Remix.run Logo
rcrowley 4 days ago

1. I don't know if there's a single name for this. I will point out that AWS EBS and Google Persistent Disk as industrial examples of distributed, replicated block devices are also providing durability via replication. They're just providing it at a lower level that ends up sacrificing performance. I'm struggling to come up with a citation but I think it's either Liskov or Lynch that offered a proof to the effect of achieving durability in a distributed system via replication.

2. The thinking laid out in the blog post you linked to is how we went about it. You can do the math with your own parameters by computing the probability of a second node failure within the time it takes to recover from a first node failure. These are independent failures, being on physically separate hardware in physically separate availability zones. It's only when they happen together that problems arise. The core is this: P(second node failure within MTTR for first node failure) = 1 - e^( -(MTTR node failure) / (MTBF for a node) )

3. This one's harder to test yourself. You can do all sorts of tests yourself (<https://rcrowley.org/2019/disasterpiece-theater.html>) and via AWS FIS but you kind of have to trust the cloud provider (or read their SOC 2 report) to learn how availability zones really work and really fail.

n_u 3 days ago | parent [-]

P(two failures within MTTR for first node) = P(one failure)P(second failure within MTTR of first node|one failure)

independence simplifies things

= P(one failure)P(second failure within MTTR of first node)

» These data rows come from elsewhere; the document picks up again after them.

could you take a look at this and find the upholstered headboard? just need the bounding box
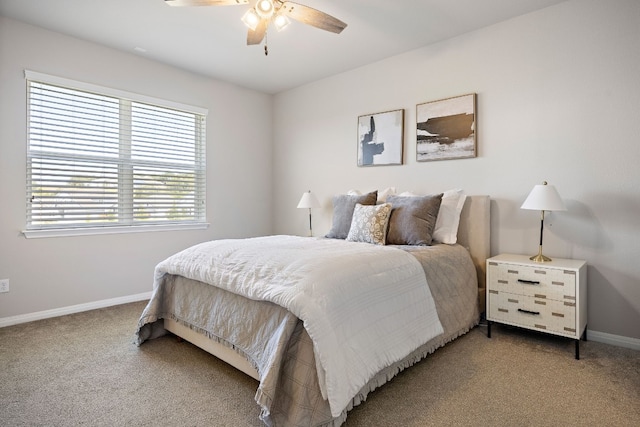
[456,195,491,312]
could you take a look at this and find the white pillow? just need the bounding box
[348,187,397,203]
[377,187,397,203]
[346,203,392,245]
[433,189,467,244]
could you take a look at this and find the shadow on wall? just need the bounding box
[490,192,640,241]
[487,198,509,255]
[552,199,613,255]
[552,194,640,340]
[488,197,617,257]
[587,266,640,339]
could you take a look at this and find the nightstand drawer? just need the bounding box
[488,261,576,301]
[488,291,577,337]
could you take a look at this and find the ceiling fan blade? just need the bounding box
[165,0,248,7]
[279,1,347,34]
[247,19,268,45]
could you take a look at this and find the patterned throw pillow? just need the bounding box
[346,203,392,245]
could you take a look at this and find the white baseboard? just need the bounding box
[0,291,152,328]
[587,329,640,351]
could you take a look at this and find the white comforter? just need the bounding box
[154,235,443,417]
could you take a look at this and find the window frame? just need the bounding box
[22,70,209,238]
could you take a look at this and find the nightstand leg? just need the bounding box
[575,339,580,360]
[487,320,492,338]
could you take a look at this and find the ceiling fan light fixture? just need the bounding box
[255,0,275,19]
[274,14,290,32]
[241,8,261,31]
[166,0,347,55]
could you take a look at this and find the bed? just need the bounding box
[136,193,490,427]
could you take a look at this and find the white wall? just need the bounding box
[273,0,640,340]
[0,17,273,319]
[2,1,638,342]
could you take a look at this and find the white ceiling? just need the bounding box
[0,0,567,94]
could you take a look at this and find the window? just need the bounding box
[24,71,207,238]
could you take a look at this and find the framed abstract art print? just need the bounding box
[357,109,404,166]
[416,93,476,162]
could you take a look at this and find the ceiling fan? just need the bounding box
[165,0,348,55]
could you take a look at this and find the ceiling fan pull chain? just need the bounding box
[264,31,268,56]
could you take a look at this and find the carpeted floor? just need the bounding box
[1,301,638,427]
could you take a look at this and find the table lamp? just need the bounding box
[297,190,320,236]
[521,181,566,262]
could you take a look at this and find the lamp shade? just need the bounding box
[521,181,566,212]
[297,191,320,209]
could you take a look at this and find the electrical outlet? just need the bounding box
[0,279,9,293]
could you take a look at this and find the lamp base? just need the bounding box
[530,246,552,263]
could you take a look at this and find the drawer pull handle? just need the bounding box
[518,308,540,316]
[518,279,540,285]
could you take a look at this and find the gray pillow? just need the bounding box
[325,191,378,239]
[386,194,443,245]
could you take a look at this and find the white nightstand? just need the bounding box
[486,254,587,359]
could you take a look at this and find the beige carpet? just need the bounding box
[1,301,638,427]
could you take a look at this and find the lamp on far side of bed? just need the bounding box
[297,190,321,237]
[521,181,566,262]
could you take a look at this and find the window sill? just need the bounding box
[22,222,209,239]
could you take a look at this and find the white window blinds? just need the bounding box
[25,71,207,234]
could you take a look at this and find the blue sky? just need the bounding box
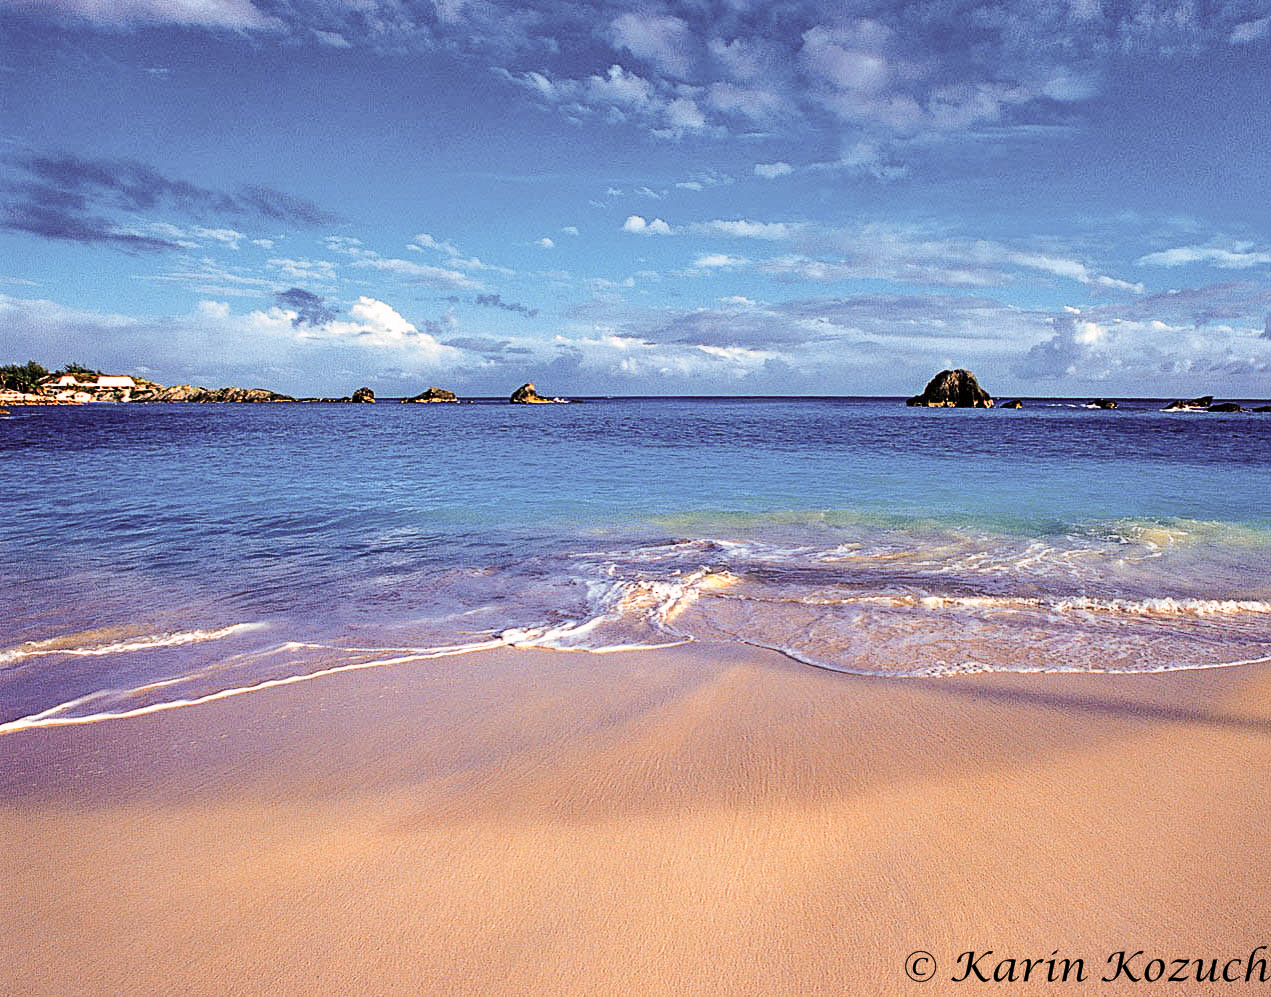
[2,0,1269,397]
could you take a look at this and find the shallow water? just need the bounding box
[2,398,1269,730]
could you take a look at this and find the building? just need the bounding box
[40,373,137,402]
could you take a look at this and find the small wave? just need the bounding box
[790,593,1271,618]
[501,567,737,651]
[0,636,507,735]
[0,622,268,667]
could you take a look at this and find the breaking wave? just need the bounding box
[2,515,1268,734]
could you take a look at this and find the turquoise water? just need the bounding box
[2,398,1269,730]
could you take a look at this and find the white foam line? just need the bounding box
[0,638,508,736]
[733,636,1271,680]
[0,627,707,736]
[0,623,268,666]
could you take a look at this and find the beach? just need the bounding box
[4,641,1269,994]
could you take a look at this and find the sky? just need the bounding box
[2,0,1270,397]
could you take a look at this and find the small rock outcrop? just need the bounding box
[510,382,557,404]
[906,369,993,408]
[403,386,458,403]
[1086,398,1118,410]
[350,386,375,404]
[1254,406,1271,413]
[1207,402,1245,413]
[1162,395,1213,412]
[999,399,1022,409]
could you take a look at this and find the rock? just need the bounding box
[905,369,994,408]
[1206,402,1245,413]
[131,384,295,403]
[1085,398,1118,410]
[999,399,1022,409]
[1162,395,1213,412]
[403,386,458,403]
[510,381,559,404]
[350,386,375,404]
[1254,406,1271,413]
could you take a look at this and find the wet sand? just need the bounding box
[3,643,1269,994]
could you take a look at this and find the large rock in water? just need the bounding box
[1162,395,1212,412]
[510,381,556,404]
[403,386,458,403]
[350,386,375,404]
[905,369,994,408]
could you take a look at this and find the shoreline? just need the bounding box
[4,642,1269,993]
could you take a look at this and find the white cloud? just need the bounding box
[1137,245,1271,268]
[755,161,794,179]
[10,0,278,29]
[147,257,275,297]
[693,253,749,268]
[267,257,338,287]
[352,254,483,290]
[314,29,351,48]
[663,97,708,133]
[799,24,890,94]
[197,299,231,319]
[706,82,785,120]
[622,215,673,236]
[411,232,462,256]
[561,226,580,236]
[537,237,554,249]
[587,64,655,108]
[194,227,246,249]
[692,219,800,240]
[1230,17,1270,43]
[609,12,694,78]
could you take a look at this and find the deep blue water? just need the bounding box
[2,398,1269,729]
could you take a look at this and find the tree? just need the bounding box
[0,361,49,394]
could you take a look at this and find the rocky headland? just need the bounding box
[131,383,296,403]
[906,369,994,408]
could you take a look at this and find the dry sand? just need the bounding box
[2,643,1269,994]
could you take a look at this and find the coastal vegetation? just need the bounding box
[0,361,101,394]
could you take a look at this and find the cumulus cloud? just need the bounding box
[609,12,694,78]
[622,215,673,235]
[0,290,476,392]
[1016,292,1271,384]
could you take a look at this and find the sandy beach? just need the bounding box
[3,642,1269,993]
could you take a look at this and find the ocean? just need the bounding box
[2,398,1269,732]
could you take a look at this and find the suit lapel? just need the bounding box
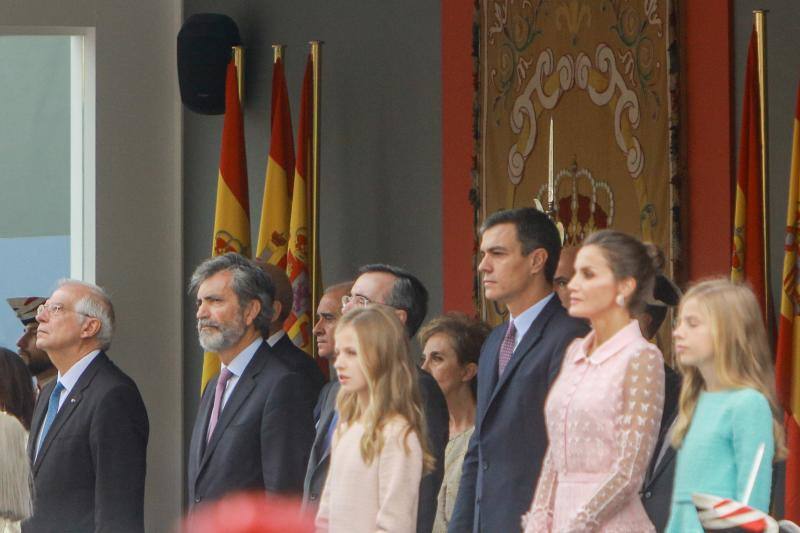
[189,377,217,479]
[649,445,676,486]
[477,330,503,413]
[28,381,52,463]
[308,381,339,478]
[199,343,269,471]
[482,297,558,420]
[33,353,107,473]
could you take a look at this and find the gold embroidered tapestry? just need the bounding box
[475,0,680,338]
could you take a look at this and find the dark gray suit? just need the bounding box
[449,296,589,533]
[641,364,681,532]
[24,352,149,533]
[188,340,318,505]
[303,369,448,533]
[303,380,338,505]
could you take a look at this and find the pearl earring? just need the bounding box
[615,294,625,307]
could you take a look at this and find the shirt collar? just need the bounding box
[57,349,101,396]
[223,337,263,378]
[574,320,643,365]
[266,329,286,347]
[509,293,554,344]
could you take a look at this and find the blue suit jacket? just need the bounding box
[448,296,589,533]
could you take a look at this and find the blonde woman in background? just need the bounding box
[316,305,435,533]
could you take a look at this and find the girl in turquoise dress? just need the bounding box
[665,278,786,532]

= P(one failure) * (1 - e^-λx)

where x = MTTR for first node

λ = 1/MTBF

plugging in the numbers from your blog post

P(one failure within 30 days) = 0.01 not sure if this part is correct.

MTTR = 5 minutes + 5 hours =~ 5.083 hours

MTBF = 30 days / 0.01 = 3000 days = 72000 hours

0.01 * (1 - e^(-5.083 / 72000)) = 0.0000007 ~= 0.00007 %

I must be doing something wrong cuz I'm not getting the 0.000001% you have in the blog post. If there's some existing work on this I'd be stoked to read it, I can't quite find a source.

Also there's two nodes that have the potential to fail while the first is down but that would make my answer larger not smaller.

rcrowley 3 days ago | parent [-]

I computed P(node failure within MTTR) = 0.00007 same as you. I extrapolated this to the outage scenario P(at least two node failures within MTTR) = P(node failure within MTTR)^2 * (1-P(node failure within MTTR)) + P(node failure within MTTR)^3 = 5.09 * 10^-9 which rounds to 0.0000001%.